In closing, Karl Rove offers a truthful assessment of Obama’s monetary juggernaut:
Rather than showing the success of a new style of post-partisan politics, Mr. Obama’s victory may show the enduring truth of the old Chicago Golden Rule: He who has the gold rules.
This campaign made a mockery of campaign finance reform. Do we really want a political system where the louder voice granted by a greater money advantage allows you to shout down your opponent, without regard to the facts? Obama’s supporters keep saying he ran a more effective, shrewder campaign. How shrewd do you have to be to throw almost a billion dollars at the problem?
If, as he put it, his only “executive experience” is running his campaign, that does not bode well for America’s finances during this very troubled time in our economy. If that is his “shrewd” method of problem solving, I’ll take a pass, thanks.
We have an obligation as American citizens to keep the elective process honest, even if politicians will not. I am very proud that I have the right to vote. That is a privilege not afforded everywhere in this world. I want my vote to mean something. I want our politicians held accountable.
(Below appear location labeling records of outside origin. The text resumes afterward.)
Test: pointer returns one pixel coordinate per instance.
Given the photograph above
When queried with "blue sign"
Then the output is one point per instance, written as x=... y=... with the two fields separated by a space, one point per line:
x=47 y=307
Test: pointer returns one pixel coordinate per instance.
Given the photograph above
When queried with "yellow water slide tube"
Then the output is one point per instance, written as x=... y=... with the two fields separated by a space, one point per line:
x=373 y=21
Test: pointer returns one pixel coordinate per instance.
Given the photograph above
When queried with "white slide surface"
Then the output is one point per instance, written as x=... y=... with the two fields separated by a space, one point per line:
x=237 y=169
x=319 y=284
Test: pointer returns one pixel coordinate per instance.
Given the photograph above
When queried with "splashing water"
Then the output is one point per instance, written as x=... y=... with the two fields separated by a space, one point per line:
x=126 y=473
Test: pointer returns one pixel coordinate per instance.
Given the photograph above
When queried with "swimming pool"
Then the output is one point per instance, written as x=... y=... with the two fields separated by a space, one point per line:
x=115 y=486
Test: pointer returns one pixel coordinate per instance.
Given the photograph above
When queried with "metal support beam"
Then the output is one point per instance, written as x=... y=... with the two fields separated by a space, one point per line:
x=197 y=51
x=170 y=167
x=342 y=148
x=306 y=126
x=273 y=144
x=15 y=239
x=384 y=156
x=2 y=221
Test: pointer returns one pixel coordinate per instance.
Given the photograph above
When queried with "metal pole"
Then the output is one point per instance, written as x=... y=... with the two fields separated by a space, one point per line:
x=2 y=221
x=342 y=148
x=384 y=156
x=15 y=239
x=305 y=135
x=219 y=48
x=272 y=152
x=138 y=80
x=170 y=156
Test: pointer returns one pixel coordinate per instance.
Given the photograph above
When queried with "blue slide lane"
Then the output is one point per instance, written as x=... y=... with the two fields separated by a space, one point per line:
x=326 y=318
I find it horribly disturbing that Obama is congratulated and applauded for the outrageous amount of money he raised in this campaign while people turn a blind eye at the ramifications of this accomplishment. Especially when the FEC refuses to check into the questionable internet donations he received. What has happened to one person, one vote?
How accountable will any of our politicians be when money is all that matters? How accountable are they now? Not very. Rather than “move on,” I say move forward and make as much noise as humanly possible to our elected officials – this kind of “campaigning” cannot be tolerated. How many elections do we want to have taken out of our hands? If we laud those who raise a bushel basket of funds, but decline to oust them when they renege on their promises to the American electorate, then we have no one to blame but ourselves when they tell us to “go off and play” while they run our country into the ground.